Go Away Little Girls
Sometimes the right thing happens for all the wrong reasons. This may be the last Christmas that little girls get Bratz dolls from Santa. Judge Steven Larson has ruled that Bratz dolls must be removed from the market.
If you have problems with Barbie, you haven’t seen anything yet. Statuesque Barbie, in the style of a 1950’s fashion illustration, has measurements that would make a Miss Universe contestant weep, is more than 50% leg, and has a tiny little pinhead. Back in the day, feminists worried that she would give our daughters an unrealistic body image.
Unrealistic body image is the least of the worries about the Bratz girls. Of indeterminate age, but targeted to the three- to eight-year old market, they are short, with a tiny waist, wide hips, and thrusting adolescent breasts. Imagine a risque cartoon of Dolly Parton as a fourth grader and you’ll begin to grasp the shape. Now put on an over-sized head with a little girl’s face, featuring huge, heavily kohl-lined eyes and Angelina Jolie lips puckered into a sensual pout. Top it off with enough hair to make Rapunzel look like a naked mole rat. Finally, dress this disturbing figure in clothing that can only be described as streetwalker chic. Bodices are off the shoulder with midriffs revealed, pants are low slung and skintight, skirts stop at the pantie line above fishnet stockings and are accessorized with thigh high platform boots. Finish off the wardrobe with a selection of evening gowns that would make a Los Vegas showgirl look demure.
I look at these dolls and wonder what kind of people make, sell, and purchase toys that sexualize prepubescent children and create personalities for them with "extreme super cool attitudes" that would make most rock stars seem like reserved young ladies.
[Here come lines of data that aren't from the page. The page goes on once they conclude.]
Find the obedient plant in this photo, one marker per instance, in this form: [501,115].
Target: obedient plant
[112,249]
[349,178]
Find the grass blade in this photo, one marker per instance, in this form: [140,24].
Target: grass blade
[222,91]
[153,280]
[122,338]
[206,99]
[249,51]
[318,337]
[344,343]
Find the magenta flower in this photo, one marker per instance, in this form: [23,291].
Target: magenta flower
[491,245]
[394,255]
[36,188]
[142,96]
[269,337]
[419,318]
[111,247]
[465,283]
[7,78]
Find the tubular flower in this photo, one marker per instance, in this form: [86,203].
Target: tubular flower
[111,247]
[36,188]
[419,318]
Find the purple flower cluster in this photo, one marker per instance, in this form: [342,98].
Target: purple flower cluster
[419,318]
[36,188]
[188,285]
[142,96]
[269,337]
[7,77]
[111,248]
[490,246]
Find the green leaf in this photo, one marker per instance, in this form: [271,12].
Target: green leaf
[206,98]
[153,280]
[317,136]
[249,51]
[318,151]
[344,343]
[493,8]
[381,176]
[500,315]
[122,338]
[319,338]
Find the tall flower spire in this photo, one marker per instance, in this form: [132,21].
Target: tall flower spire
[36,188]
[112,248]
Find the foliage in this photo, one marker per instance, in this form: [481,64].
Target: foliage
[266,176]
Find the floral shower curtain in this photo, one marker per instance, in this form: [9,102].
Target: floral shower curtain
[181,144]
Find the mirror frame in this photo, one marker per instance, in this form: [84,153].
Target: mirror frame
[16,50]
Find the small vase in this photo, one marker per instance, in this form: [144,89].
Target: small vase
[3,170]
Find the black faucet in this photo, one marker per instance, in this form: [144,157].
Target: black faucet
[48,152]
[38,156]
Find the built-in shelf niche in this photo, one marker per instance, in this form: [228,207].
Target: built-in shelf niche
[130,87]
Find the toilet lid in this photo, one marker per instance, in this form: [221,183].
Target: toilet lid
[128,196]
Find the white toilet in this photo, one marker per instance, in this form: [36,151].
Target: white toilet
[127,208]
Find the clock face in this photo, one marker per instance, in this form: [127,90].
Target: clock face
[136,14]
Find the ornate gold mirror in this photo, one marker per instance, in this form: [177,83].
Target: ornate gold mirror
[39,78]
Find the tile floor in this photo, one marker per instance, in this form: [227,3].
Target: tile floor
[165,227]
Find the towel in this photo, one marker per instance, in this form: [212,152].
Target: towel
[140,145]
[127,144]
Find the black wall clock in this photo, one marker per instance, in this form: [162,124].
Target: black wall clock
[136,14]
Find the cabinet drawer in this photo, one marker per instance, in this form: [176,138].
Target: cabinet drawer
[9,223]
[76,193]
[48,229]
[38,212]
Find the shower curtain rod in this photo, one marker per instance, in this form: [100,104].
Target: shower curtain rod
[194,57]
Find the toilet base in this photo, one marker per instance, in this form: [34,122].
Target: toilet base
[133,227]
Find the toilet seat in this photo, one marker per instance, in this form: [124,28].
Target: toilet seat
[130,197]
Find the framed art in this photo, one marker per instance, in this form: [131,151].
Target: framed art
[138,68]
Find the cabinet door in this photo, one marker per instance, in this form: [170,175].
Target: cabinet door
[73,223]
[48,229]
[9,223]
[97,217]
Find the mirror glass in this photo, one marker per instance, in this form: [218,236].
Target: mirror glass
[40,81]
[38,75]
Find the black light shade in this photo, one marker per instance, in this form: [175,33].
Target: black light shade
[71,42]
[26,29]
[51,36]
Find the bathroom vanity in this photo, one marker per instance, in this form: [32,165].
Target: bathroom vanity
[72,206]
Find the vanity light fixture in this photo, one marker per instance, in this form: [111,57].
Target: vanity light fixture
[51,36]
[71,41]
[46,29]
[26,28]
Well, the Bratz are out of business, at least for now, but for all the wrong reasons. It seems that the Bratz babes were making moves on Barbie’s fashion doll turf and putting the smackdown on her ability to turn business on the fashion doll street. Barbie is a frumpy old hen compared to these hot chicks who have not just lunch boxes; but a TV show, a movie, albums, and websites among their merchandising arsenal. Mattel isn’t happy about sharing their corner with the new girls on the block, so they have sued MGA, manufacturer of Bratz, and won. The designer who conceived the dolls was employed by Mattel, owner of Barbie, when he began developing the Bratz. A California judge found their claim of ownership of the "intellectual property" of the Bratz dolls convincing. (Just for the record, I'd like to say that to call this intellectual property is an oxymoron, but then again, I don't understand exactly how LA Grand Theft Auto became a "game" for suburban kiddies in Kansas either.)
Which saddens me most? That our culture tolerates this kind of toy? That parents are purchasing these for things their daughters and sons? That years of work for women’s equality has been distorted into this idea of what feminism is? That crime is victimless? That it’s worth millions of dollars in legal fees to fight not over whether the dolls should be sold, but rather over who will profit from the sale? That parents need a warning label that a game about stealing cars might not be appropriate for their child?
At the risk of being a Grinch, I’d like climb down chimneys and gather up all of these dolls, grab all the Grand Theft Auto games, and a lot of other video games while I was at it. If the Whos down in Whoville had nothing left under their Christmas trees at that point, then shame on those Who parents. I’d leave notices behind from Santa’s Workshop stating,
Dear Children, Santa enjoys granting wishes and providing toys, but Santa doesn’t do things that harm children. I would love to bring nice toys such as American Girl dolls, Tonka trucks, Fisher Price playsets, Legos, and puzzles and board games, because these toys encourage children to be children. But Santa doesn’t deal in trashy toys, so if you wanted a Bratz doll or the Grand Auto Theft video game you will need to submit your wish list to the manufacturers’ representatives. However, my Little Ones, you may discover that, unlike Old Santa, these people don’t deal in bringing joy to good little girls and boys. They are only interested in lining their own pockets; and if that means peddling commercialism, sex, violence, and greed to the next generation they have no compunction about doing so. This is because they are naughty, not nice people and your parents ought to know better than to give them access to your minds.
Merry Christmas, Happy Hanukkah, Joyful Kwanzaa, and Peace on Earth to All Men, Women and Children of Goodwill.